MERVELDT-BRÜCKE

Wie berichtet, untersagte die Eisenbahndirektion Essen den Recklinghausener Strassenbahnen eine niveaugleiche Kreuzung der von Bismarck nach Horst und Osterfeld führenden Güterzugstrecke am Bahnhof Horst-Emscher (Nord). Der Bau einer Straßenbahnüberführung war deshalb unumgänglich.

INNOVATIVE BETONARCHITEKTUR

Von Anfang an favorisierten die Recklinghausener Strassenbahnen für die Brücke ein Betonbauwerk. Anders als Siemens & Halske und die Bochum-Gelsenkirchener Strassenbahnen, Betriebshöfe und Brücken klassisch aus Eisenträgern und Ziegeln errichteten, setzte der bautechnische Sachverständige des Kreises Recklinghausen und der Recklinhausener Strassenbahnen, Kreisbaumeister Schröder, schon früh auf Stahlbeton.

So hatte man 1909 bereits die Wagenhalle in Bottrop in Stahlbeton errichtet. Später folgten nach ähnlichen Bauprinzipien die Wagenhallen in Recklinghausen (1913) und in Buer-Hassel (1921). Ein wichtiges Referenzprojekt war der Betriebshof Eickel der Kommunalen Strassenbahn-Gesellschaft Landkreis Gelsenkirchen, den das Wiesbadener Unternehmen Dyckerhoff & Wiedmann 1907 als Betongebäude errichtet hatte, sowie der nahezu baugleiche, bereits 1905 mit Stahlbeton realisierte Betriebshof St. Peter in Nürnberg.

Die Brücke am Bahnhof Horst-Nord sollte ursprünglich als Kombination aus Betonrampen und ab einer Höhe von drei Metern aus sieben Meter langen Brückenplatten errichtet werden. In der Mitte sollte eine 18 Meter lange Brückenplatte die vier Eisenbahngleise der Staatsbahn überspannnen.

Im Rahmen des Ausschreibungsverfahrens schlug der Projektleiter der Frankfurter Firma Buchheim & Heister, Oberingenieur Färber, eine Kombination aus Rampen mit Rundbögen und einem 27 Meter breiten Mittelbogen vor. Ausschlaggebend dafür war der unter der Brücke bei Sondierungsbohrungen angetroffene Fliessand. Er hätte die Gründung einzelner Betonpfeiler erschwert.

Der Entwurf von Buchheim & Heister war nicht nur technisch überzeugend. Die neue Plan war auch ästhetisch ansprechend.

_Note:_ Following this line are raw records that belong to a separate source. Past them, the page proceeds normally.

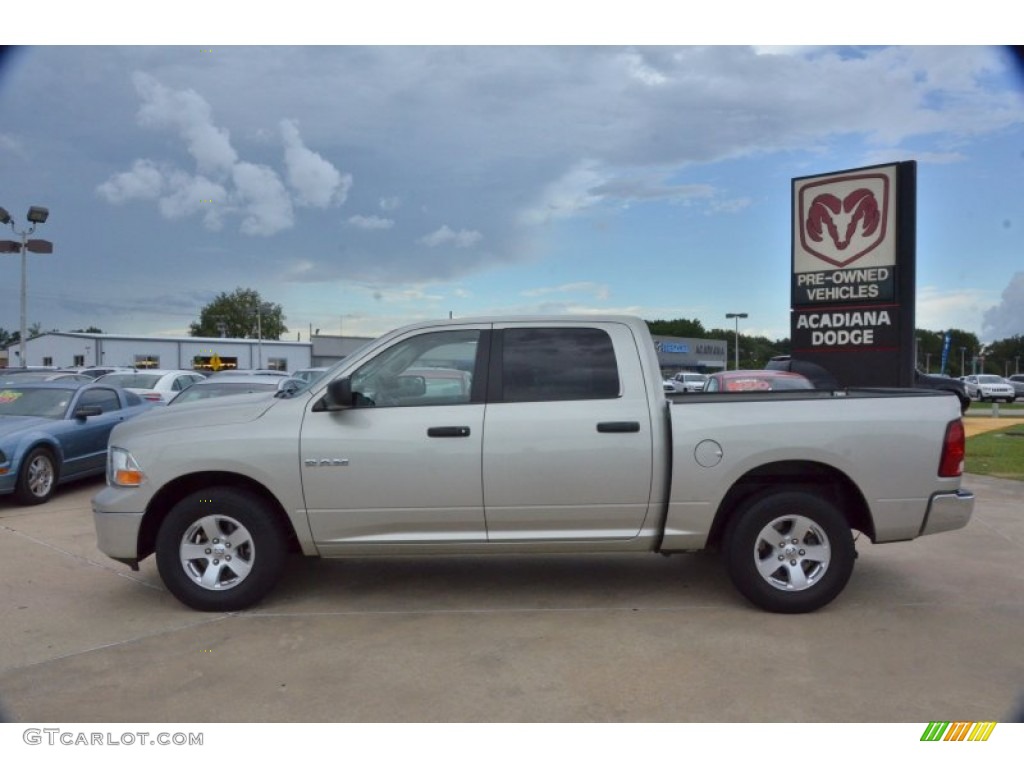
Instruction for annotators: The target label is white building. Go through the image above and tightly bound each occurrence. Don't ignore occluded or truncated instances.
[7,332,312,371]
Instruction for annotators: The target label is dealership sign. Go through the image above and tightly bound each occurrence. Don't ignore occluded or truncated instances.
[791,162,916,386]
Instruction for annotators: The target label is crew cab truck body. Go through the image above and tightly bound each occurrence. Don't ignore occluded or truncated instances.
[93,315,974,612]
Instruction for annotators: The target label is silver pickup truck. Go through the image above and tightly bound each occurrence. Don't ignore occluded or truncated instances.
[93,315,974,612]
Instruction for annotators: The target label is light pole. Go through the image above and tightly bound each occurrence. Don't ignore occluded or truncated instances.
[725,312,746,371]
[0,206,53,368]
[250,301,273,369]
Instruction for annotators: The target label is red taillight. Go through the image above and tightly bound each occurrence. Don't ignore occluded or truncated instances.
[939,419,967,477]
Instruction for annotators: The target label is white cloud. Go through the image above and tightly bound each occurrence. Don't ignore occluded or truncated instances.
[419,224,483,248]
[915,287,994,334]
[134,72,238,173]
[231,163,295,236]
[521,160,610,224]
[522,282,610,300]
[96,160,164,205]
[983,272,1024,341]
[158,171,227,229]
[96,73,352,237]
[622,51,669,86]
[348,214,394,229]
[281,120,352,208]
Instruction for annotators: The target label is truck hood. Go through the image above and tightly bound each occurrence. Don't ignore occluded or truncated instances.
[111,392,280,441]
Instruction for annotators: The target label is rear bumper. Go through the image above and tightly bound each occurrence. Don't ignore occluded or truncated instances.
[920,488,974,536]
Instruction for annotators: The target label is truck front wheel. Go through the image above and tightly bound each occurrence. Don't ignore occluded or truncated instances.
[724,490,857,613]
[156,487,287,611]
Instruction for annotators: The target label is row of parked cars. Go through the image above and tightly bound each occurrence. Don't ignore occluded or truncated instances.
[0,368,327,505]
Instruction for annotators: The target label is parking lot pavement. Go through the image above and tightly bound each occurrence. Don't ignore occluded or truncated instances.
[0,476,1024,723]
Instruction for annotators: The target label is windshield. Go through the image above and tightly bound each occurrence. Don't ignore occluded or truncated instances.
[102,374,162,389]
[171,380,278,406]
[0,387,75,419]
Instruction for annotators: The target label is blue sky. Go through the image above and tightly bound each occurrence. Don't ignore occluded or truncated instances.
[0,28,1024,340]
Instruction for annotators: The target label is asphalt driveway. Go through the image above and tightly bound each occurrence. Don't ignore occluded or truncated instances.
[0,476,1024,723]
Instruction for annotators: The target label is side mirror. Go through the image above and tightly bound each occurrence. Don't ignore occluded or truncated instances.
[75,406,103,421]
[394,374,427,397]
[313,376,355,411]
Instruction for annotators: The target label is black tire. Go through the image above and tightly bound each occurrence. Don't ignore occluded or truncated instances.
[724,490,857,613]
[157,487,288,611]
[14,446,59,505]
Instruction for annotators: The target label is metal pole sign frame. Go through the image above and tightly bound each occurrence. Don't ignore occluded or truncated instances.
[790,161,918,387]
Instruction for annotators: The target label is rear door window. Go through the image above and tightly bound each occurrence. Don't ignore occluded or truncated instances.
[501,328,622,402]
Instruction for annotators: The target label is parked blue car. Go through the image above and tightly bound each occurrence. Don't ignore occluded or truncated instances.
[0,381,153,504]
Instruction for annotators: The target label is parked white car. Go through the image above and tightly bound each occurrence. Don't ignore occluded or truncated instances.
[964,374,1017,402]
[667,372,708,392]
[96,369,206,406]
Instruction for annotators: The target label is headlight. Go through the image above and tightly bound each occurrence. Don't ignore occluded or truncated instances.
[106,445,145,487]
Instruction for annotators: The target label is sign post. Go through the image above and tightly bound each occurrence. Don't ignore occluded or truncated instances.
[790,161,916,387]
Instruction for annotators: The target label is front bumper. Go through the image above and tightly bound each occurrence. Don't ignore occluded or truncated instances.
[92,485,144,567]
[921,488,974,536]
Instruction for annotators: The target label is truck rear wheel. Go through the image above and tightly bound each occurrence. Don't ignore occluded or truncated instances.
[156,487,287,611]
[724,490,856,613]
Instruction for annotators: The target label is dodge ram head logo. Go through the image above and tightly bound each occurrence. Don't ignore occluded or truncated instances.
[799,174,889,267]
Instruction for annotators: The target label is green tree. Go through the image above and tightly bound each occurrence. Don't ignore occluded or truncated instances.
[984,336,1024,376]
[188,288,288,340]
[708,328,792,370]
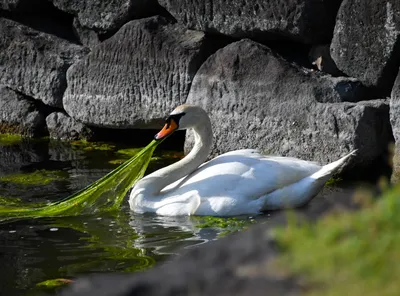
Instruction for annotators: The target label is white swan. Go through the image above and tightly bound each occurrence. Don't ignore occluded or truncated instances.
[129,105,355,216]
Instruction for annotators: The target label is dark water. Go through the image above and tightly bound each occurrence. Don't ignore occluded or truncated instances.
[0,140,260,296]
[0,137,368,296]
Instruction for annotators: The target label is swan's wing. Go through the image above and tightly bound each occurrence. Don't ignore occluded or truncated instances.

Am Ende konnte sich das Frankfurter Unternehmen mit der innovativen Konzeption der Brücke im Ausschreibungsverfahren durchsetzen.

DREITEILIGE KONSTRUKTION

Die insgesamt 287,5 Meter lange Brücke wurde in drei Teilen errichtet: einer 136,5 Meter langen Rampe auf der Horster Seite, einer 121 Meter langen Rampe auf der Gladbecker Seite und einem über sogenannte „Kämpfer“-Gelenke eingebundenen, 27 Meter langen Mittelbogen. Am Scheitelpunkt wurde eine Durchfahrtshöhe von 6,6 Metern über der Schienenoberkante erreicht. Die Rampen wiesen eine Steigung von 1:20 auf. Ungewöhnlich war die Aufstellung der Oberleitungsmasten auf dem Baugrund neben der Brücke.

Die Belastungsprobe mit zwei zusätzlich beschwerten Straßenbahnwagen überstand die 1910 fertiggestellte Betonbrücke mit Bravour. Benannt wurde sie nach Felix Friedrich Graf von Merveldt (1862 – 1926). Er war zur Zeit des Brückenbaus amtierender Landrat des Kreises Recklinghausen. Der Ausbau des Straßenbahnnetzes im Vest Recklinghausen war auch sein Verdienst.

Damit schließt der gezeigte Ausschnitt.